Shivon Zilis
Project Director, Office of the CEO, Neuralink & Tesla; Co-chair, Machine Learning and the Market for Intelligence Conference @ Rotman
ORGANIZATIONS like Google, Facebook, Apple, Microsoft, Amazon, Uber and Bloomberg bet heavily on machine intelligence, and its capabilities are pervasive throughout their suite of products. But for most organizations, the successful use of machine intelligence is surprisingly binary — like flipping a stubborn light switch. Why is it so difficult for companies to wrap their heads around it? Because machine intelligence is different from traditional software. Unlike with big data — where you could ‘buy’ a new capability — machine intelligence depends on deeper organizational and process changes. Companies need to decide whether they will trust machine intelligence analysis for one-off decisions or if they will embed machine intelligence models in their core processes; teams need to figure out how to test newfound capabilities; and employees need to be coached to learn from the data they enter.
Unlike traditional hard-coded software, machine intelligence gives only probabilistic outputs. We want to be able to ask machine intelligence to make subjective decisions based on imperfect information. As a result, machine intelligence software will make mistakes, just like people do, and we’ll need to be thoughtful about when to trust it and when not to.

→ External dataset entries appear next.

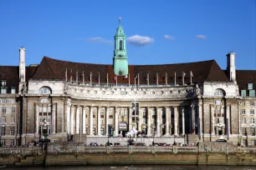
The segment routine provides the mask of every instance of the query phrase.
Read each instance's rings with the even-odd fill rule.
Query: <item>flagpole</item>
[[[184,72],[182,72],[182,85],[184,86]]]
[[[176,72],[174,72],[174,86],[176,86]]]
[[[65,76],[66,76],[66,82],[68,82],[68,69],[66,68],[66,73],[65,73]]]
[[[140,74],[138,73],[138,88],[140,86]]]
[[[158,72],[156,73],[156,85],[158,86]]]
[[[128,83],[129,83],[129,87],[130,87],[130,73],[128,74],[128,76],[129,76],[129,80],[128,80]]]
[[[100,86],[100,72],[99,72],[99,86]]]
[[[190,85],[192,85],[192,72],[190,71]]]
[[[147,73],[147,86],[149,86],[149,73]]]
[[[76,71],[75,82],[78,83],[78,71]]]
[[[83,84],[84,84],[84,71],[83,71]]]
[[[109,72],[107,72],[107,86],[109,86]]]
[[[166,86],[167,86],[167,72],[166,72]]]
[[[71,82],[71,83],[72,83],[72,69],[71,69],[70,82]]]
[[[92,85],[92,84],[91,84],[91,82],[92,82],[92,81],[91,81],[91,76],[92,76],[92,72],[90,72],[90,85]]]

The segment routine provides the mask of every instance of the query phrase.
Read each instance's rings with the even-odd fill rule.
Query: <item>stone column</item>
[[[83,107],[82,109],[83,109],[83,111],[82,111],[83,112],[83,116],[82,116],[83,134],[86,134],[86,113],[85,113],[86,108]]]
[[[115,108],[115,136],[118,136],[118,115],[119,108]]]
[[[214,106],[210,105],[210,109],[211,109],[211,132],[212,132],[212,136],[215,135],[215,132],[214,132]]]
[[[177,107],[174,107],[174,135],[178,135],[177,133]]]
[[[97,122],[98,122],[98,126],[97,126],[97,130],[98,130],[98,136],[100,136],[100,130],[101,130],[101,127],[100,127],[100,107],[98,107],[98,116],[97,116]]]
[[[194,134],[196,134],[196,114],[195,114],[195,105],[192,103],[191,105],[191,119],[192,119],[192,130]]]
[[[156,108],[156,133],[157,136],[160,136],[161,131],[160,131],[160,108]]]
[[[38,134],[39,131],[39,107],[38,104],[36,103],[36,128],[35,128],[35,132]]]
[[[142,131],[142,118],[143,117],[141,117],[141,114],[142,114],[142,112],[141,112],[141,108],[139,107],[139,116],[138,116],[138,118],[139,118],[139,122],[138,122],[138,131],[139,132],[141,132]]]
[[[146,135],[148,137],[151,136],[151,118],[152,118],[152,115],[151,115],[151,108],[146,108],[146,112],[147,112],[147,115],[146,115],[146,118],[147,118],[147,127],[146,127]]]
[[[79,133],[79,106],[76,107],[75,113],[75,133]]]
[[[182,108],[182,135],[185,135],[185,108]]]
[[[227,128],[227,135],[228,135],[228,138],[229,138],[229,135],[230,135],[230,109],[229,109],[229,106],[227,105],[226,108],[226,118],[227,118],[227,124],[226,124],[226,128]]]
[[[56,103],[52,105],[52,133],[56,132]]]
[[[132,108],[129,108],[129,116],[128,116],[129,131],[132,129]]]
[[[166,107],[166,136],[169,136],[170,132],[169,132],[169,117],[171,117],[170,115],[170,108],[169,107]]]
[[[70,103],[67,103],[67,133],[70,133]]]
[[[70,133],[74,134],[74,105],[71,106]]]
[[[110,112],[110,108],[106,108],[106,112],[105,112],[105,135],[109,136],[109,112]]]
[[[93,122],[93,116],[94,116],[94,108],[90,108],[90,136],[94,135],[94,122]]]
[[[198,118],[199,118],[199,136],[201,138],[202,132],[202,104],[198,104]]]

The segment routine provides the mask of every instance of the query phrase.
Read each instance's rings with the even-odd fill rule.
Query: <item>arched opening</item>
[[[123,41],[122,40],[120,40],[120,42],[119,42],[119,49],[120,50],[123,50]]]
[[[52,89],[49,87],[42,87],[40,88],[40,93],[41,94],[51,94],[52,93]]]
[[[218,88],[214,92],[214,96],[218,96],[218,97],[224,97],[226,95],[226,92],[222,88]]]

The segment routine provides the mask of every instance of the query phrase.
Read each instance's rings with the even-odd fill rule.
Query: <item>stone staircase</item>
[[[22,167],[44,165],[44,158],[45,158],[44,154],[21,157],[20,162],[15,162],[15,165]]]
[[[198,140],[198,136],[197,134],[187,134],[188,144],[195,143],[197,144]]]

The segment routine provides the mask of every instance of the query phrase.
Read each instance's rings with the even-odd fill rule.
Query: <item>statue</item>
[[[198,84],[196,85],[196,93],[197,96],[201,95],[201,89],[198,87]]]

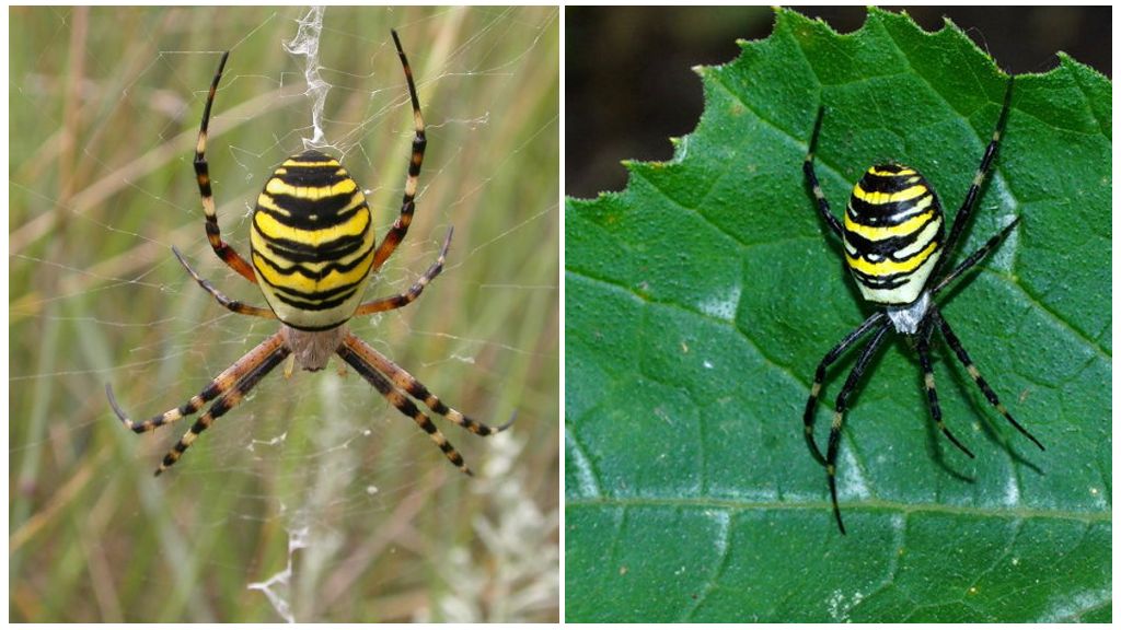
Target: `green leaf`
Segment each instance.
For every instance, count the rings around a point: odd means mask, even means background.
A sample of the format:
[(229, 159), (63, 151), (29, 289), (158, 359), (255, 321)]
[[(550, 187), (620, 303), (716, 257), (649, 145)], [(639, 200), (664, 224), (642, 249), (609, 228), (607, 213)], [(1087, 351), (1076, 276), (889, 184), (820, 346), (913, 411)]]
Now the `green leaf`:
[[(951, 216), (1007, 84), (953, 25), (870, 10), (837, 35), (775, 31), (700, 70), (706, 108), (669, 163), (568, 200), (566, 610), (569, 621), (1111, 620), (1111, 85), (1059, 55), (1016, 78), (992, 176), (939, 295), (1039, 452), (934, 344), (933, 426), (898, 335), (851, 400), (830, 511), (802, 411), (823, 354), (874, 308), (802, 175), (834, 212), (871, 164), (918, 168)], [(850, 353), (851, 354), (851, 353)], [(816, 438), (854, 356), (831, 368)]]

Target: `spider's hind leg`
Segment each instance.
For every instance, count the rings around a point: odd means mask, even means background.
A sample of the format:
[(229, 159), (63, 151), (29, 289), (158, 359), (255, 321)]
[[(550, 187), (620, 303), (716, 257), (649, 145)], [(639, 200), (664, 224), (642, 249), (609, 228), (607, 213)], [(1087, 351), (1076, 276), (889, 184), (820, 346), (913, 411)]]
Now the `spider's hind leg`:
[(939, 314), (937, 309), (932, 309), (930, 316), (934, 317), (934, 322), (938, 325), (938, 330), (941, 330), (943, 336), (946, 337), (946, 343), (949, 344), (951, 350), (953, 350), (954, 354), (957, 355), (957, 360), (965, 367), (965, 371), (969, 372), (970, 378), (973, 379), (978, 389), (980, 389), (981, 393), (984, 395), (985, 400), (1000, 411), (1000, 415), (1004, 416), (1004, 419), (1016, 427), (1016, 430), (1020, 432), (1025, 437), (1030, 439), (1036, 446), (1039, 447), (1040, 451), (1046, 451), (1043, 443), (1036, 439), (1036, 436), (1031, 435), (1028, 429), (1023, 428), (1023, 425), (1018, 423), (1016, 418), (1012, 417), (1012, 414), (1008, 411), (1008, 408), (1001, 404), (1000, 398), (997, 397), (997, 392), (994, 392), (992, 388), (989, 387), (989, 383), (985, 382), (984, 378), (981, 377), (981, 372), (978, 370), (976, 365), (973, 364), (973, 360), (971, 360), (969, 353), (965, 352), (965, 348), (962, 346), (961, 340), (958, 340), (957, 335), (954, 334), (954, 331), (949, 328), (949, 324), (942, 317), (942, 314)]

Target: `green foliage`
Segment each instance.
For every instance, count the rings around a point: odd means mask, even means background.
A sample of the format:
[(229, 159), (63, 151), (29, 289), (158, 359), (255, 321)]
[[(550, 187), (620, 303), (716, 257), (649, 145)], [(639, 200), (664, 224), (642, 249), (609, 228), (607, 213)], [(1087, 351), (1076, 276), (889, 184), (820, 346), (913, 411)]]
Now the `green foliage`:
[[(939, 296), (1038, 452), (941, 341), (933, 427), (914, 351), (888, 344), (853, 399), (832, 520), (802, 437), (822, 355), (872, 307), (834, 212), (869, 165), (918, 168), (952, 215), (1007, 77), (949, 25), (870, 10), (858, 33), (778, 10), (700, 71), (706, 108), (674, 160), (569, 200), (566, 610), (571, 621), (1111, 619), (1111, 85), (1060, 55), (1016, 78), (995, 173), (956, 260), (1020, 226)], [(831, 407), (852, 356), (830, 372)], [(818, 416), (818, 443), (827, 433)]]

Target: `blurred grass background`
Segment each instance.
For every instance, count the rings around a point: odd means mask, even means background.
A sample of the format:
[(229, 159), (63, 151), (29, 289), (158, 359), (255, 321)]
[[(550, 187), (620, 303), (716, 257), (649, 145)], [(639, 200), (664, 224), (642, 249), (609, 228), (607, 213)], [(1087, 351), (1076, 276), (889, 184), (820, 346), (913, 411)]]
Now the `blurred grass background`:
[(418, 302), (351, 326), (450, 405), (517, 411), (491, 438), (436, 418), (476, 478), (334, 368), (278, 369), (159, 479), (186, 421), (137, 437), (105, 400), (109, 382), (133, 417), (163, 413), (275, 332), (215, 304), (170, 247), (263, 305), (206, 245), (192, 150), (230, 48), (207, 157), (248, 253), (260, 186), (312, 136), (281, 46), (305, 13), (9, 9), (10, 621), (557, 619), (556, 8), (328, 8), (319, 43), (325, 132), (379, 235), (411, 137), (390, 28), (417, 77), (416, 220), (367, 297), (455, 240)]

The concept of this new ‘machine trust’ is daunting and makes machine intelligence harder to adopt than traditional software. I’ve had a few people tell me that the biggest predictor of whether a company will successfully adopt machine intelligence is whether they have a C-suite executive with an advanced math degree. These executives understand that this isn’t magic — it is just (really hard) math.
I see all of this activity only continuing to accelerate. The world will give us more open sourced and commercially available machine intelligence building blocks; there will be more data; there will be more people interested in learning these methods — and there will always be plenty of problems worth solving.